Jury out on low euro exchange rate path despite ECB measures
Irish analysts said the ECB’s measures announced by president Mario Draghi on Thursday to boost the eurozone will likely result in borrowing costs staying low for even longer.
The outlook for the euro however, is much more clouded.
Investec Ireland, which had earlier forecast the ECB would be reluctant to raise interest rates before 2019, now believes the period of ultra-low eurozone rates may extend into the 2020s.
But analysts are still working out the implications for stock markets and how investors will make money in a period of rock-bottom rates, said David Lynch, sales trader at IG.
Mr Lynch said that the ECB measures to extend its firepower to acquire bonds and cut interest rates appeared to suggest that the eurozone economy was in a more fragile place than first thought.
“And the ECB is having no effect on inflation and interest rates are going to stay lower for some considerable time,” he said.
The weak euro, particularly against sterling, had done much last year to boost indigenous Irish firms exporting into Britain.
At 70 pence per euro, Irish firms late last year had enjoyed an exceptional price advantage which helped boost their profits.
However, the currency has since strengthened by 10% to over 77p, meaning the currency boost that had propelled many Irish exporters may now have unwound, Mr Lynch said.
Worries about the UK public potentially voting to leave the EU in the referendum on June 23 have weighed on sterling this year.
Meanwhile, expectations last year the Bank of England might increase interest rates — which could have helped boost sterling against the euro — have evaporated.
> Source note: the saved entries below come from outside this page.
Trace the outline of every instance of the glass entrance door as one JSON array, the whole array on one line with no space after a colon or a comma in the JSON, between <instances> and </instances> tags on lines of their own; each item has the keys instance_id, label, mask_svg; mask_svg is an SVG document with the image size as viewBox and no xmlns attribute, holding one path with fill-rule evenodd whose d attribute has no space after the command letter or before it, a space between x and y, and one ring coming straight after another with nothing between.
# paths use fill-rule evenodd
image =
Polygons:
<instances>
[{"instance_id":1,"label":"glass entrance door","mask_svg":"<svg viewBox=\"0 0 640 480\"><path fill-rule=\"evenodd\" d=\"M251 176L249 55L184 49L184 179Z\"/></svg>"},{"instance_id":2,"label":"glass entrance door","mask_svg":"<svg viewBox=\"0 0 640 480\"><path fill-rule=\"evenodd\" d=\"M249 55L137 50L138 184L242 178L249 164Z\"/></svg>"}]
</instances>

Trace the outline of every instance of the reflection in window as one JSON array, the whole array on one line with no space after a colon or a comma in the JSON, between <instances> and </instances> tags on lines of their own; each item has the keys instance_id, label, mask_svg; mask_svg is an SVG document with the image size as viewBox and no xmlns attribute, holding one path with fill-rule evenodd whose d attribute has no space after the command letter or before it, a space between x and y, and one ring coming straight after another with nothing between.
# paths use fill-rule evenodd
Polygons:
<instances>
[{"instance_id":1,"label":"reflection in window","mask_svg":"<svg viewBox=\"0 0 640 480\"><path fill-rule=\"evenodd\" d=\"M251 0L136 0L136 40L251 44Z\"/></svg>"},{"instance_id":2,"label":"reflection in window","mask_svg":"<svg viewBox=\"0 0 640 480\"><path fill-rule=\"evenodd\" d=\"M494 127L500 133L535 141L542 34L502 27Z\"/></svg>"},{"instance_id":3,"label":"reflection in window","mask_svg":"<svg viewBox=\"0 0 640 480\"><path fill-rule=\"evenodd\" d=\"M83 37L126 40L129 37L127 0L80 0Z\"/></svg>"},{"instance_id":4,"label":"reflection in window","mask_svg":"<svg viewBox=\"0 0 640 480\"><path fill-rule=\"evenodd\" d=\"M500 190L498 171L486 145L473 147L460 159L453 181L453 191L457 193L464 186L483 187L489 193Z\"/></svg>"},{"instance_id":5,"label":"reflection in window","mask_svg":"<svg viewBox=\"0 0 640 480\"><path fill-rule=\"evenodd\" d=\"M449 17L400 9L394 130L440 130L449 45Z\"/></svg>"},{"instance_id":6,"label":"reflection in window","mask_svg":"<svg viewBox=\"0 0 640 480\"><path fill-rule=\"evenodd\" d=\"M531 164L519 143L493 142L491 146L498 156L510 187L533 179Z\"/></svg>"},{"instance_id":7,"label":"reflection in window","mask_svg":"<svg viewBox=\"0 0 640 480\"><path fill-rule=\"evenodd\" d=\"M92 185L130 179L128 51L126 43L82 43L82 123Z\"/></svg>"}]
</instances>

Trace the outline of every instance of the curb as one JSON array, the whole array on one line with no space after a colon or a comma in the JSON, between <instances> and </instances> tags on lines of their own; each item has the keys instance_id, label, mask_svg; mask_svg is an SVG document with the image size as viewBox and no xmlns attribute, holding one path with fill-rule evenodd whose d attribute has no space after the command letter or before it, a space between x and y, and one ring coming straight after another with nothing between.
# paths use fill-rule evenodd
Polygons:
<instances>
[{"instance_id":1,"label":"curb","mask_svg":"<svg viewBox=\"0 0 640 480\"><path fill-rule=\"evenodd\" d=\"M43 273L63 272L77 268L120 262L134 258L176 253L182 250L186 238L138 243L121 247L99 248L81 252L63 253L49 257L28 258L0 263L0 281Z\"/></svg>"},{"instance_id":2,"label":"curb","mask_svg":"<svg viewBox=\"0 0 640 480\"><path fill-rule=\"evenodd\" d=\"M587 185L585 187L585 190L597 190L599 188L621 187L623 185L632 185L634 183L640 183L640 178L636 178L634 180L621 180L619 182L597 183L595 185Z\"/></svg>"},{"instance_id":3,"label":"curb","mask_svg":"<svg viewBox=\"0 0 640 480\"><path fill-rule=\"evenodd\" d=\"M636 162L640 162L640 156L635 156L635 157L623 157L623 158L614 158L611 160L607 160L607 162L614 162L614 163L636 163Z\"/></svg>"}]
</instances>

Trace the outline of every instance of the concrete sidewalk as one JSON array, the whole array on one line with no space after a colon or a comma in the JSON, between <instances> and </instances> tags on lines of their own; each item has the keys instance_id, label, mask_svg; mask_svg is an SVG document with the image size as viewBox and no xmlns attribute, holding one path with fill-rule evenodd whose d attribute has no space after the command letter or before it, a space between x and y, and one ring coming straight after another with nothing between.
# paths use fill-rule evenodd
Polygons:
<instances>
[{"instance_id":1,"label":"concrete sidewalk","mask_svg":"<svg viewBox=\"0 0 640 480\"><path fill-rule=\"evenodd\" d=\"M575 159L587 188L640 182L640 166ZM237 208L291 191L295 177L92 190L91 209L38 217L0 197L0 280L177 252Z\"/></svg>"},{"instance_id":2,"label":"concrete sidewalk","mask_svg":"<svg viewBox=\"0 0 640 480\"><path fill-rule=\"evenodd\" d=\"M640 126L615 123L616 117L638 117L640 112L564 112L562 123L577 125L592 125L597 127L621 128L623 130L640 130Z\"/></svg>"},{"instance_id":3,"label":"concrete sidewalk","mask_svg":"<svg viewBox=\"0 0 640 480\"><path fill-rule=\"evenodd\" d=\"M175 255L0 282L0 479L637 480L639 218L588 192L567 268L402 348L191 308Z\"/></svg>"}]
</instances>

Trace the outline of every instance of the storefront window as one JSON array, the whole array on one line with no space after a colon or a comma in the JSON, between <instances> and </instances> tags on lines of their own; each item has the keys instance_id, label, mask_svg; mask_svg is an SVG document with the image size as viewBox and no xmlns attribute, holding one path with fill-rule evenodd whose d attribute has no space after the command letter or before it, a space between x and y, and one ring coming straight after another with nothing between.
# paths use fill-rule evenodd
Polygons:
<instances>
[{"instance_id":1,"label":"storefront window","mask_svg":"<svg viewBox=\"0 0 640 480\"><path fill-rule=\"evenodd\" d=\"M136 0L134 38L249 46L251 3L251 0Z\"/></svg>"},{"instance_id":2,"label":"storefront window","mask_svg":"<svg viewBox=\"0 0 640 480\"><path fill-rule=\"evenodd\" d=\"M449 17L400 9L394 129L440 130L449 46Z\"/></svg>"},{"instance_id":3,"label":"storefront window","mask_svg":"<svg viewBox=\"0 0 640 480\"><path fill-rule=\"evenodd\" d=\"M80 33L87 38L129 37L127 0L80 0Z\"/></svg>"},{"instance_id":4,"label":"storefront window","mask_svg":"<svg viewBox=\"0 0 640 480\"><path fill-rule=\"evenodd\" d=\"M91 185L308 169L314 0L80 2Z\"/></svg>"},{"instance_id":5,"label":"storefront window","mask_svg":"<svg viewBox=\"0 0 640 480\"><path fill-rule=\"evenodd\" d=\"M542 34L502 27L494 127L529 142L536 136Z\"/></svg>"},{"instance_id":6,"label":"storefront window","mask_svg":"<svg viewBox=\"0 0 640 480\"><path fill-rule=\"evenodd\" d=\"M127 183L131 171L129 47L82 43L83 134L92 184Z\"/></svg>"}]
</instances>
Yesterday, sterling advanced the most in more than a week against the euro as the ECB’s expansion of monetary stimulus moved its policy further from that of the Bank of England.
Sterling climbed even as a report showed that Britain’s construction output unexpectedly declined in January, adding to signs the economy is losing momentum.
The ECB’s new measures have just entrenched policies designed for crisis times into the next decade.
“It’s hard to see what would happen with the eurozone economy without the ECB being there, and obviously they could do more of the same and then even more of the same,” Carsten Brzeski, chief economist at ING DiBa in Frankfurt said.
The single currency fell on Thursday before rising again as Mr Draghi spoke, as investors were confused by his signals for the future path of rates.
That signal was then reversed a few moments later when he said it was not likely that they would actually need to go lower.
US stocks yesterday rose to join a global rally, poised to erase a weekly decline as investors reassessed stimulus measures in Europe.
“Any aggressive moves to stimulate growth to keep expansion on track is positive,” said Joe Quinlan, chief market strategist at US Trust, Bank of America Private Wealth Management.